The plaintiff seeks by this action to recover damages from the city of Providence, alleged to have been sustained by reason of its failure to properly maintain a *496 drain or culvert through and under Willard avenue, one of the streets of said city.

The declaration sets out that the defendant city constructed said street across a natural water course, and that in order to receive and carry off the water thereof it constructed a drain or culvert under said street. And the plaintiff avers that it was the duty of the city to keep said culvert in repair and free from any obstruction, and in a condition to fulfill the purposes for which it was constructed; but that, wholly and utterly disregarding its duty in this respect, it negligently permitted said' culvert to become filled and stopped up with earth and other material, thereby causing s'aid stream of water to flow into and upon the plaintiff's land, to her damage.

The declaration also sets out that the defendant city constructed a certain drain or culvert under said Willard avenue, to receive and carry off the surface water in order that it should not accumulate above said Willard avenue, between Stamford and Gay streets, in said city, and she avers that it was the duty of said city to keep the culvert in repair for the purpose of carrying off said surface water; but that it has negligently failed to do so, whereby the plaintiff has been injured by reason of said surface water flowing back upon her land, etc.

At the trial of the case in the Common Pleas Division the plaintiff recovered a verdict in the sum of $450, and the case is now before us on the defendant's petition for a new trial, on the grounds of certain alleged erroneous rulings on the part of the trial court, to which exceptions were duly taken, and that the verdict was against the law and the evidence.

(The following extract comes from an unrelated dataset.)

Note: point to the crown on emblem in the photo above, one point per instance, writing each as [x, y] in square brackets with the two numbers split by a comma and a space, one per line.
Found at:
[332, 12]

The facts in the case, in so far as they are material to the decision of the questions raised by the exceptions, are substantially as follows, viz.:

Clinton street, now Willard avenue, was built by the city, in 1884, across a natural gulch which extended both north and south of the street, and which on the southerly side of the street broadened out into a deep hollow of quite large area. A natural stream ran through this gulch, across the present location of Willard avenue, northerly and then northeasterly *497 across the present Blackstone and Plain streets, into what is known as Hospital pond. The water of this stream was used by the old Rhode Island Bleachery, and in the southwesterly part of the hollow near the present Hilton street, where the stream had its source in a spring, a fountain had been constructed from which an underground wooden pipe had been laid to the bleachery. The stream was formed by the overflow water which the pipe did not carry, and in times of rain was augmented by the surface drainage. With the development of the city the area included in the gulch north of Willard avenue to Plain street was used as a common dump and was gradually filled in, and streets were laid out across it, and buildings erected, so that it is now compactly .built up.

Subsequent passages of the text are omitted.